Глеб и я смущенно молчали.
- Виля… Виля, - тихо произнесла Катюша. - Я все поняла, Виля.
Да, он совершил больше, чем подвиг. Я никогда бы не решился раскрыть такую тайну. Даже ради Кати. А может, и решился бы. У меня просто нет тайны.
Тут на Глеба нашло. Наверно, он перед Катей решил себя показать.
- Так, все ясно, - он пригладил волосы и сделал строгое лицо. - Но зачем ты связался со всякими подонками? Жил бы честно, как все…
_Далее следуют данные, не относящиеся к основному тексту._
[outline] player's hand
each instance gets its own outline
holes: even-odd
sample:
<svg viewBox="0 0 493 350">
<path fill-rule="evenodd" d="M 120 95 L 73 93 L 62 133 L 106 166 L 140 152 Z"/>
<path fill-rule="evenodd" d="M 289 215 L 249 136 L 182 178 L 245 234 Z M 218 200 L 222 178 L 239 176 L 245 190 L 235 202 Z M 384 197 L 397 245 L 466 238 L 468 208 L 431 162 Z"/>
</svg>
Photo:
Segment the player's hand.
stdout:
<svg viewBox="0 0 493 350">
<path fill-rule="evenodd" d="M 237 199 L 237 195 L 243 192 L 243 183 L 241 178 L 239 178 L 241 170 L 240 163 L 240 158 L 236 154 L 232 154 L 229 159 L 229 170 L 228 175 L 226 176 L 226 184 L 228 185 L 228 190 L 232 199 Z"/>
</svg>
Вилька не рассердился. Только прищурил глаз.
- Умница. Как это я сам не додумался? Вот беда - и вдруг вспыхнул - Дубина! А как жить честно! Вам-то хорошо… Ханазаров вот смеется: "Как так по-узбекски научился говорить? Какой школа? И лицом немножка на нас выглядишь!" Немножко!.. Эх, ничего вы не понимаете.
Он посмотрел на нас исподлобья:
- Вы хоть верите мне?
- Верим, - кивнул Глеб и смутился.
- Верим, - повторил я. Вилька отвернулся, подошел к оконцу.
- Друзья. Товарищи, - он словно пробовал эти слова на вкус и вдруг произнес изменившимся голосом - Приветик! Ты что - подслушивал?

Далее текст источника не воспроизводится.